Archeologia della Sardegna. La fine di un Dio e il crollo di una Civiltà Articolo di Gustavo Bernardino

 Archeologia della Sardegna. La fine di un Dio e il crollo di una Civiltà

Articolo di Gustavo Bernardino

 


 

Nello scenario storico-archeologico che interessa la fase antica di questa amatissima terra sarda, ci sono numerose domande che a tutt’oggi non trovano risposte.

In particolare, non è stata individuata con chiarezza la causa che portò al tracollo della civiltà nuragica né si è capito in quale ambito andare a cercare le ragioni di tale fenomeno. Non si sa quindi se indagare in campo militare, in quello economico oppure in quello religioso. Definendomi un archeo-investigatore, ed avendo una sola grande passione che mi obbliga a cercare, studiare, riflettere su ogni possibile strada percorribile nel campo interpretativo, perché di questo si tratta, non esistendo per

nessuno la certezza di prove indiscutibili, ritengo di aver individuato delle ipotesi sostenibili, quali risposte ai quesiti in esame.
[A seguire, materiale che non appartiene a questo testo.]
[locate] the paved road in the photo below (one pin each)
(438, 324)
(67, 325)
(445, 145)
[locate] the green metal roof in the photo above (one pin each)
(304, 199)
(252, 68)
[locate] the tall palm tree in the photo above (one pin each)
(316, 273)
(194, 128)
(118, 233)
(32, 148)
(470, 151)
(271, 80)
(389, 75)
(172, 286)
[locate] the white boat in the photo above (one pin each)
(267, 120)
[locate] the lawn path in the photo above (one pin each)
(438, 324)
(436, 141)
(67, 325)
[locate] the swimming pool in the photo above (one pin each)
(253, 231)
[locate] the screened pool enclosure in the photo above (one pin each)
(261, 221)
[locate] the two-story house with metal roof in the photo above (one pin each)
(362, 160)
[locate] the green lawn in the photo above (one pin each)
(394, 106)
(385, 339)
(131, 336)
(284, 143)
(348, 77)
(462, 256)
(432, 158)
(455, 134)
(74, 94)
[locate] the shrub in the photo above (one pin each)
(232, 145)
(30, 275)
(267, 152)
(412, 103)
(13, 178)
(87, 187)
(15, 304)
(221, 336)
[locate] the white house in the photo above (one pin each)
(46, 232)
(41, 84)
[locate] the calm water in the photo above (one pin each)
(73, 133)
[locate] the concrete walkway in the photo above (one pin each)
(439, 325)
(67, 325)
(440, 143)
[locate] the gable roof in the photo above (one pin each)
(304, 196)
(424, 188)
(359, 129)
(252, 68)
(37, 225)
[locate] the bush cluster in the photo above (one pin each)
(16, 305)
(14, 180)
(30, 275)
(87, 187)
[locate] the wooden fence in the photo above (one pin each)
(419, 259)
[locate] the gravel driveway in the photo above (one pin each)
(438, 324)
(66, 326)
Prima di entrare nel merito delle stesse, ritengo necessaria una premessa. Ho sempre pensato che l’essere umano da quando ha raggiunto lo stato di Homo Sapiens, sia stato accompagnato, nel processo evolutivo, dalla consapevolezza di una entità superiore a lui sconosciuta ma ben visibile nella grandezza della natura intesa nella sua declinazione più ampia ovvero l’intero sistema conosciuto allora in termini di cielo, mare e terra con tutto ciò che questi elementi contengono ovvero il mondo animale, vegetale e minerale. I nostri antenati del periodo neolitico ed eneolitico, ad esempio, ci hanno lasciato in eredità le loro opere bellissime attraverso le quali abbiamo potuto capire la loro grande conoscenza nel lavorare la pietra che presupponeva una altrettanto grande conoscenza della composizione mineralogica e chimica del materiale lapideo. Ne sono prova le stupende e numerose domus de Jana presenti nel territorio isolano. D’altro canto, è proprio questo elemento presente in natura che i nostri avi usavano come risorsa da utilizzare per gli scambi commerciali, utensili da lavoro, da caccia e fors’anche da guerra. Mi riferisco per esempio alla Ossidiana che i nostri hanno portato in giro per il Mediterraneo scambiandola con altri prodotti. Sono ormai archeologicamente provate le tracce della presenza di ossidiana sarda in diverse località di questo grande mare. Sono giunti a noi attraverso i secoli, stupendi manufatti lapidei che attestano il livello di conoscenza e di abilità conseguito dai nostri predecessori. Così, tra punte di frecce, raschiatoi, ami per pescare ecc. troviamo anche la rappresentazione di una figura femminile definita Dea Madre.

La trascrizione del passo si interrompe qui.